Немецкий психолог Франкл, попавший в концлагерь и выживший, написал книгу о психологии заключённых. Там он задался в числе прочего вопросом, люди какого типа наиболее устойчивы в лагере. И вот к каким выводам он пришёл. Наименее психологически устойчивы чиновники. Теряя статус, они теряют всё. И погибают. Наиболее устойчивы – аристократы. Даже в рубище аристократ обладает неотъемлемым качеством: он всегда граф или герцог. Так вот русские в какой-то степени обладают неотъемлемым статусом – человека. Лишаясь должности или имущества, они его не теряют.
При поверхностном взгляде на нашу жизнь кажется, что всё это не так. Ведь вокруг немало раздувающихся от гордости соотечественников, непрерывно доказывающих, подтверждающих и настырно выставляющих на показ свою, как теперь принято говорить, «статусность». Проявлений этого несть числа. Министры ездят с мигалками, но и наши продавщицы от них не отстают: на мероприятиях компании они требуют, чтобы отводили специальную VIP-зону для особо отличившихся. И то сказать, как может человек, продающий на три миллиона в месяц сидеть рядом с шушерой, продающей на сто тысяч? Высочайшие каменные заборы, которыми окружили свои виллы в нашей деревни избранники судьбы, - разве это не проявление сверхсерьёзного отношения к своему общественному положению?

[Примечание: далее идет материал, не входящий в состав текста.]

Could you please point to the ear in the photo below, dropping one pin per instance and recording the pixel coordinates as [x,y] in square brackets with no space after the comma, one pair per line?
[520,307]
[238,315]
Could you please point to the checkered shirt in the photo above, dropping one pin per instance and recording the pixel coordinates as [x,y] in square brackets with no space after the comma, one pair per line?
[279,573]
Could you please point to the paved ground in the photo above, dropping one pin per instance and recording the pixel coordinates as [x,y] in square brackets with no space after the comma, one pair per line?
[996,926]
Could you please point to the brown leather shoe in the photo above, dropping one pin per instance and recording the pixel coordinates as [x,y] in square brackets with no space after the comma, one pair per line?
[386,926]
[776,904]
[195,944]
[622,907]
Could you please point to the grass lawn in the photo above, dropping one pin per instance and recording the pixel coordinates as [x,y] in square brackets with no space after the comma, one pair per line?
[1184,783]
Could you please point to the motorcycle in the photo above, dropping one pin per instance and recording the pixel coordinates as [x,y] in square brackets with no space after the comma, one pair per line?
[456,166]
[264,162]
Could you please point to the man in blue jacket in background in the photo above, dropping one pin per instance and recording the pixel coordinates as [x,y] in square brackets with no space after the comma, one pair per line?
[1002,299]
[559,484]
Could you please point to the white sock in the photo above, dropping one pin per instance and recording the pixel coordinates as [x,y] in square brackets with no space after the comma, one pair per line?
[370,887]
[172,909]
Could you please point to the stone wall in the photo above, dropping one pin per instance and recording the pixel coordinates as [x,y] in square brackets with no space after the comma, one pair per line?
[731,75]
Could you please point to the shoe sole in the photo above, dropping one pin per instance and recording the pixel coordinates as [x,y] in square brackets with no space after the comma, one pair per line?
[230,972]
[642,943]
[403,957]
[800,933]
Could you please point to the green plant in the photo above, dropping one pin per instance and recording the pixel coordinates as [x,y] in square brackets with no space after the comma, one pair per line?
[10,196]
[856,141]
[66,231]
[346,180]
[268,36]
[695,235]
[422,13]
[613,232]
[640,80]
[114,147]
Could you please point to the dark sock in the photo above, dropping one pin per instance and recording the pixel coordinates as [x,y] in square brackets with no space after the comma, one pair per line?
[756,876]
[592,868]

На самом деле это как раз и есть проявление поверхностности социального статуса. Внутри себя, в душевной глубине житель виллы за каменным забором ровно такой же, как последний из прохожих по другую сторону забора. Именно поэтому у него и является потребность внешними и смешными ужимками убедить самого себя, что он – что-то эдакое, особенное. Будь у него, богатея, твёрдое чувство связанности со своим положением – не потребовались бы все эти смешные и детские ужимки.
А отнимется у него вилла за забором – с моста прыгать не станет. Разве что напьётся с корешами на бугорке возле пруда.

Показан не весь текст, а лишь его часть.